Well, we've had about a month long hiatus as I've been in VA for the day job. This also required some fabrication work, so I'll show a bit of that before we get back to the regularly scheduled program.




Part of our work involved repair of a safety rail up a ramp that was loose from the wall and has been moved around far too many times to find a fresh bolting location on the steel studs. I'm not much on lag bolts into steel studs, and this mess we found was the poster child. In order to bolt this solid, a once and for all repair, some brackets were made using 10 gauge steel and 3/8-16 machine nuts welded to the back side. Four holes allowed us to bolt to the steel studs and have a solid anchoring system for the hand rail before finishing off the wall covering.










On the lower ends the rail did not match up on the wall stud, so we made some brackets of 14 gauge steel that would span two studs and still have our machine screw threads for proper anchoring.








Next, the same lag bolt philosophy was used to attach the mounting brackets to the bottom of the safety rail (made of aluminum tubing), and most of these were loose as well. I had some riv-nuts we could install but they would not seat well to the round profile of the hand rail. We needed a counterbore, and did not have any local vendors that could fill the immediate need. So I found a new cutting tool to adapt to the Aloris tool holder on the Southbend, and we made a counterbore out of a 1/2" drill bit. After turning the pilot, the cutting edge was slightly backfaced to improve material feed.





Functional test of our new counterbore...
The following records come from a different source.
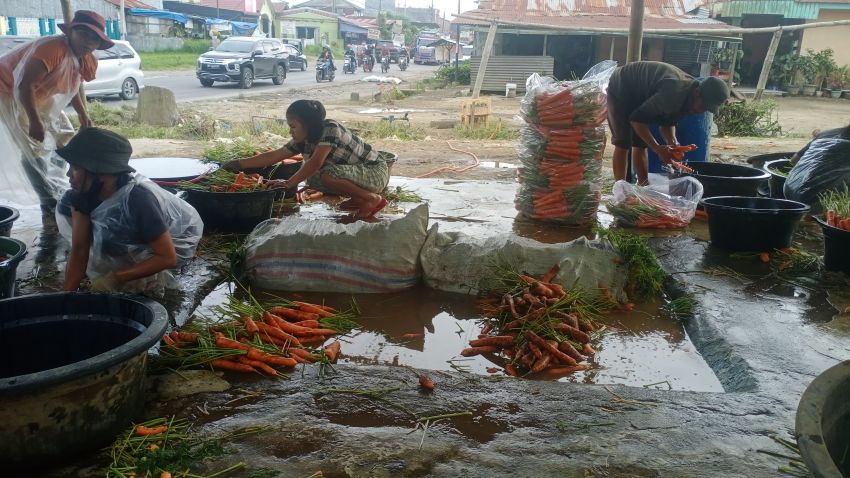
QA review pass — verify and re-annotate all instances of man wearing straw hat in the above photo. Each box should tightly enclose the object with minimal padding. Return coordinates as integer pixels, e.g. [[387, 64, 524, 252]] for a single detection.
[[0, 10, 114, 212]]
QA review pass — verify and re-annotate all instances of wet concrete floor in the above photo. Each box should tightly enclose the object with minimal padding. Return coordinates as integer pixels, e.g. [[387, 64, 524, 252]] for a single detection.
[[6, 178, 850, 477]]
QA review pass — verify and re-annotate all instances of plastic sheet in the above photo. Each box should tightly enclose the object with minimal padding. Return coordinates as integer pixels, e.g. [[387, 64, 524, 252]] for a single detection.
[[784, 138, 850, 208], [516, 61, 616, 225], [608, 176, 703, 229], [56, 175, 204, 295], [0, 37, 81, 204]]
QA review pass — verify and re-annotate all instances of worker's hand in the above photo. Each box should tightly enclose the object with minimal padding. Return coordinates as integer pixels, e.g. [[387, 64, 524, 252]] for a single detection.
[[91, 272, 118, 292], [79, 115, 94, 129], [221, 159, 242, 173], [654, 144, 675, 164], [29, 121, 44, 143]]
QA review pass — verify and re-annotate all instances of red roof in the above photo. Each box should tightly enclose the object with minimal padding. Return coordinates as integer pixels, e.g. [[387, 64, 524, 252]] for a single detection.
[[458, 0, 730, 30], [106, 0, 156, 10]]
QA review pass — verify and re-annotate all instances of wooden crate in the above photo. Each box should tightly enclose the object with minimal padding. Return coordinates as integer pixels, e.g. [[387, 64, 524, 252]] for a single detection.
[[460, 97, 492, 128]]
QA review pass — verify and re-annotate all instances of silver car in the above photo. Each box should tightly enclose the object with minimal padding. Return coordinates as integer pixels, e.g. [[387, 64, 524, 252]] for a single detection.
[[86, 40, 145, 100], [0, 36, 145, 100]]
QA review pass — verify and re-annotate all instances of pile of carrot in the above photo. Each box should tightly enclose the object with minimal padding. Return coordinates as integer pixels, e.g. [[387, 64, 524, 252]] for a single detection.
[[468, 266, 616, 376], [516, 82, 607, 225], [608, 185, 691, 229], [159, 301, 356, 376]]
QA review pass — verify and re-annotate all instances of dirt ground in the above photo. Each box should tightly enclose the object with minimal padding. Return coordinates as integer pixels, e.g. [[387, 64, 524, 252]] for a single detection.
[[132, 82, 850, 179]]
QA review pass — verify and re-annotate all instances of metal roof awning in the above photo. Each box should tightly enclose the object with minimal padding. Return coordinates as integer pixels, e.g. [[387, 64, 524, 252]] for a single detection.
[[339, 20, 369, 35]]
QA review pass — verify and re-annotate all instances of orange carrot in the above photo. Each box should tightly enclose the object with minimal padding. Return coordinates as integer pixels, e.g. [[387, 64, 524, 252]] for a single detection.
[[289, 348, 316, 363], [293, 300, 333, 317], [325, 340, 341, 363], [242, 315, 260, 334], [525, 330, 577, 365], [210, 359, 256, 373], [460, 345, 501, 357], [419, 373, 434, 392], [136, 425, 168, 437], [266, 307, 320, 321], [237, 357, 277, 376]]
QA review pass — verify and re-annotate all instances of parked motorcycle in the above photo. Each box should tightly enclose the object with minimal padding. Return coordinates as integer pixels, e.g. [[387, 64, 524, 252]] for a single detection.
[[363, 55, 375, 73], [342, 55, 357, 75], [316, 59, 334, 83]]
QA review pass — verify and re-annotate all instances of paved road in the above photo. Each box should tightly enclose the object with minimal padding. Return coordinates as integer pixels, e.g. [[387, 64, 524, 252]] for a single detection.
[[101, 62, 437, 106]]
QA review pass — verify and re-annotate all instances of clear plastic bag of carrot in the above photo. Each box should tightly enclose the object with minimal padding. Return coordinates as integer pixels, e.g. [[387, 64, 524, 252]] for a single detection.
[[154, 295, 359, 377], [608, 177, 702, 229]]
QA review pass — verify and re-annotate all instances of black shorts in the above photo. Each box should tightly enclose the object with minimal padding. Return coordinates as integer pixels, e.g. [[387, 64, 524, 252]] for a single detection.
[[608, 91, 646, 149]]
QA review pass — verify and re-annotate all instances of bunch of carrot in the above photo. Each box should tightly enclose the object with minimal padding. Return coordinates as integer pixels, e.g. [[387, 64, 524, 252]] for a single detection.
[[523, 82, 607, 128], [461, 266, 616, 376], [159, 301, 357, 376], [819, 184, 850, 231], [608, 193, 691, 229], [516, 79, 606, 225]]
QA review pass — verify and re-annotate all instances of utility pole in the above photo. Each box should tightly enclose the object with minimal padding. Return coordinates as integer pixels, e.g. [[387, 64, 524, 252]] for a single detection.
[[455, 0, 460, 75], [118, 0, 127, 40]]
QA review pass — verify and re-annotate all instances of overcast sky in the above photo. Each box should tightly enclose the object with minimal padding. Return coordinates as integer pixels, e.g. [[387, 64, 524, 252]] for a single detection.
[[290, 0, 477, 19]]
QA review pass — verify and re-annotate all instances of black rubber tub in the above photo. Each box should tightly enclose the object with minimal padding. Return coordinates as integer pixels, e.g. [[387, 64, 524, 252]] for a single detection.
[[0, 293, 168, 468], [700, 196, 809, 252], [673, 162, 770, 198], [795, 361, 850, 478], [0, 206, 21, 237], [815, 217, 850, 274], [0, 237, 27, 298], [183, 189, 279, 234], [763, 159, 792, 199]]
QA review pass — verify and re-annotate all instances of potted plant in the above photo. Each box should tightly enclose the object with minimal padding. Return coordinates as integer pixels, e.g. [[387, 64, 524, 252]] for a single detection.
[[827, 66, 848, 98]]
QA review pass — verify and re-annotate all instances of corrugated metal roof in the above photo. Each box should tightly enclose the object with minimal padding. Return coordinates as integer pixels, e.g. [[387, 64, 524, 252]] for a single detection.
[[458, 0, 729, 30], [106, 0, 156, 10]]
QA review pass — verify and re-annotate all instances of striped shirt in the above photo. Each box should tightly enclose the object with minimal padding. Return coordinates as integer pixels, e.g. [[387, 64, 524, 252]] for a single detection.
[[285, 120, 378, 164]]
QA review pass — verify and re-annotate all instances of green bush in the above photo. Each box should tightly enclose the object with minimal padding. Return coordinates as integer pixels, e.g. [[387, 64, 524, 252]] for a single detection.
[[436, 61, 472, 85], [714, 100, 782, 137]]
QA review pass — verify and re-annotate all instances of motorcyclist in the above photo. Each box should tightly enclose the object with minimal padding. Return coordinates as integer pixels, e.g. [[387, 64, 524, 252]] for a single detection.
[[345, 45, 357, 68], [318, 45, 336, 71]]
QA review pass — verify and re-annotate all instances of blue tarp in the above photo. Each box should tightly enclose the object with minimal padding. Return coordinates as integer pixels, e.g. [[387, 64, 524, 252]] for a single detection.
[[127, 8, 189, 25], [207, 18, 257, 36]]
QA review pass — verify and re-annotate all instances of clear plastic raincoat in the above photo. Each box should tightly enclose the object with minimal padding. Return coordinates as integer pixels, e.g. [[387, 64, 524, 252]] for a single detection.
[[0, 35, 97, 204]]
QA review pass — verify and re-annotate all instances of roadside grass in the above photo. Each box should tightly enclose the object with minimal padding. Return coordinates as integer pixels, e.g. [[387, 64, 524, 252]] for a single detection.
[[352, 120, 426, 141], [139, 39, 212, 71], [78, 101, 289, 143], [454, 119, 519, 140]]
Lastly, we had a ceiling mounted PTZ camera to install that needed to be centered on the wall behind it in order to quell my OCD. This would require mounting on a ceiling grid rather than through a ceiling tile, as it had been done previously. A stainless bracket was fabricated out of 18 gauge in order to attach the factory mount to the ceiling, using press studs for less ceiling tile interference/allow attachment from the bottom side, and a hole up top for safety wire.





Finished version:


https://www.youtube.com/watch?v=fj3GD2RXAA8




......and that should catch us up so we can get back to car stuff!